Researchers at Cornell are studying ibrutinib plus palbociclib, an inhibitor of CDK4/CDK6 approved for advanced breast cancer, in a phase 1 trial of MCL patients.

The combination “very early on, has seen a high number of complete responses, which have been exciting,” Dr Martin said.

There are many ongoing ibrutinib trials in previously treated patients, including ones with carfilzomib, palbociclib, bortezomib, venetoclax, lenalidomide, and TGR-1202. In addition, the frontline trial of BR +/- ibrutinib is expected to have results soon.  

“[A]nd once that happens, my guess is that this frontline trial, once it’s read out, essentially, makes all these other trials irrelevant because the minute ibrutinib moves into the frontline setting, it makes it very difficult to evaluate in a subsequent setting,” Dr Martin said. “So within a couple of years, it will be standard in the frontline setting.”

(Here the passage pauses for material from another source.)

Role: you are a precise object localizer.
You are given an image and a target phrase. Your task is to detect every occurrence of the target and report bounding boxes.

Dr Martin is concerned that resources are insufficient—there are too many studies, too few patients, and too little time—to find another, potentially more effective agent or combination. 

He said there won’t be a one-size-fits-all approach to MCL either before or after ibrutinib, and collaboration among institutions, companies, and cooperative groups will be needed. 

“Management in the post-ibrutinib setting remains unclear,” he said, “and these patients should be treated in a clinical trial if possible.”